This not "wondering about how susceptible mail in voting is to fraud," it's an outright lie.



>In fact, only registered voters will receive ballots.

How could you possibly know this, and how could twitter possibly know this? Surely that is the intent, but what do you make of stories like this one: https://losangeles.cbslocal.com/2018/11/05/goldstein-investi...

"Only registered voters will receive ballots", you cannot state a future event as a fact, since it hasn't actually happened yet. Stories like the one linked show that in the past, California has had problems with this.

Should twitter now fact check their fact checking? Perhaps the idea of future-telling is flawed to begin with and twitteer should not attempt to be a source of truth!


What a bad-faith take. Technically, no, twitter's statement is not a fact about the future, but merely a fact about California's policies. In the utmost of pedantry, it should read "According to California's election policies, ballots are only to be sent to registered voters at the addresses listed on their registration."

But if we're really drilling into semantics, you posted a link about dead people on the registry. That does not, in fact, preclude twitter's statement. Hundreds of dead people have active voter registrations! Twitter's statement is not invalidated by this.

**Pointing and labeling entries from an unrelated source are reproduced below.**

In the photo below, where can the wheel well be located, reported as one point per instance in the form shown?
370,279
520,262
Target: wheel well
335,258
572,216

But neither does it support Trump's claim about "significant" voter fraud. Hundreds of votes in the state of California is neither significant, nor guaranteed that the dead people's ballots will be used.

But Trump's claim is that ballots will be sent to everybody in the state. That's a far greater lie than your overwrought interpretation of their statement.

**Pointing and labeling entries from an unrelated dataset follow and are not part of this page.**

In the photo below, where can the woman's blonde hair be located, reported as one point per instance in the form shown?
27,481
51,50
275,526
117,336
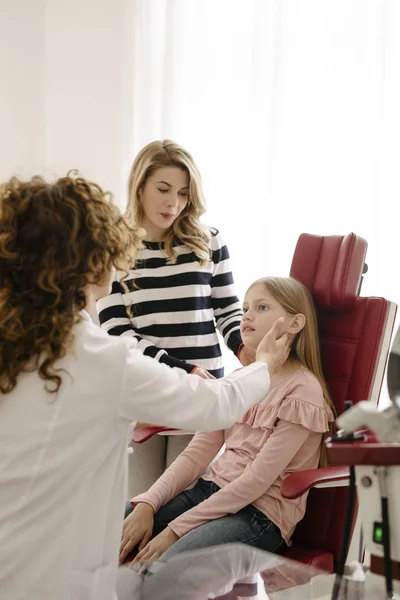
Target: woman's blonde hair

A multinational company just decided to put their finger on the scale of a US election. I think that decision and the way it was made invites scrutiny.


So do you think that journalists should not fact check politicians either?

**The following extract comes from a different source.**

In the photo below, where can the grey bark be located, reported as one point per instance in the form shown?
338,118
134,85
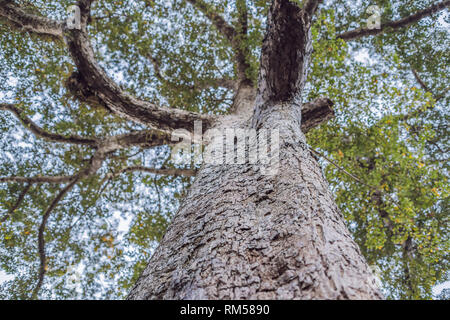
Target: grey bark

Well, that's certainly Trump's characterization of the situation. Fox News has also been fact-checking him lately and he's similarly outraged. Bottom line, the Founders' remedy to false speech by government officials is the freedom to discuss those lies in an open forum.


He's the president of the United States operating on a private platform owned by a private company! No one should be above reproach on such a platform and that includes the president.

If he doesn't like it, he can direct Lockheed Martin and tell them to spend a couple billion dollars on making Litter. At least then it'll go to something slightly more productive than whatever contracts they're currently siphoning money off of.